Mustango: Toward Controllable Text-to-Music Generation
Jan Melechovsky, Zixun Guo, Deepanway Ghosal, Navonil Majumder, Dorien Herremans, Soujanya Poria
TL;DR
Mustango tackles the limited controllability of diffusion-based text-to-music by introducing MuNet, a music-domain-knowledge-informed UNet that conditions on tempo, key, and chord progressions in addition to text. It constructs MusicBench, a 53k-sample dataset augmented with music-theory attributes via MIR tools and targeted audio transformations, to train a controllable latent-diffusion model. Empirical results show Mustango achieves state-of-the-art musicality and markedly improved controllability over baselines like Tango, MusicGen, and AudioLDM2, with strong chord and tempo control demonstrated in objective and subjective evaluations. The work provides public access to MusicBench and Mustango, highlighting practical implications for music production and AI-assisted composition while acknowledging Western-centric limitations and scope for longer-form generation.
Abstract
The quality of the text-to-music models has reached new heights due to recent advancements in diffusion models. The controllability of various musical aspects, however, has barely been explored. In this paper, we propose Mustango: a music-domain-knowledge-inspired text-to-music system based on diffusion.
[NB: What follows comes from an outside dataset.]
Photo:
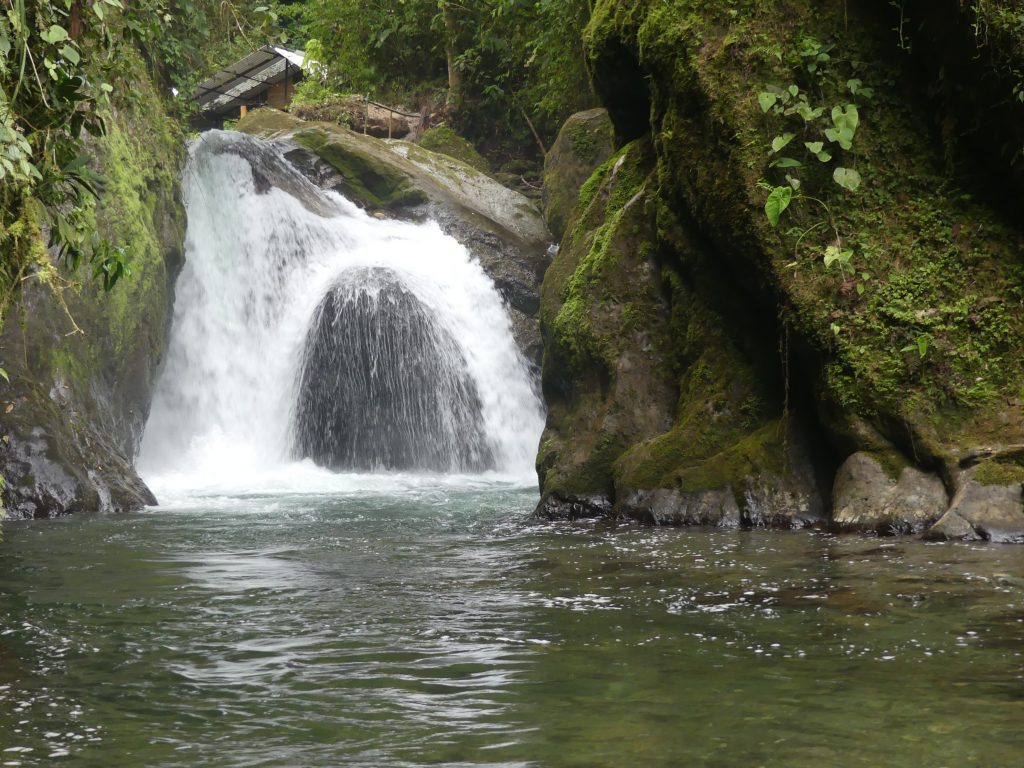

Mustango aims to control the generated music, not only with general text captions, but with more rich captions that can include specific instructions related to chords, beats, tempo, and key. At the core of Mustango is MuNet, a Music-Domain-Knowledge-Informed UNet guidance module that steers the generated music to include the music-specific conditions, which we predict from the text prompt, as well as the general text embedding, during the reverse diffusion process. To overcome the limited availability of open datasets of music with text captions, we propose a novel data augmentation method that includes altering the harmonic, rhythmic, and dynamic aspects of music audio and using state-of-the-art Music Information Retrieval methods to extract the music features which will then be appended to the existing descriptions in text format. We release the resulting MusicBench dataset which contains over 52K instances and includes music-theory-based descriptions in the caption text. Through extensive experiments, we show that the quality of the music generated by Mustango is state-of-the-art, and the controllability through music-specific text prompts greatly outperforms other models such as MusicGen and AudioLDM2.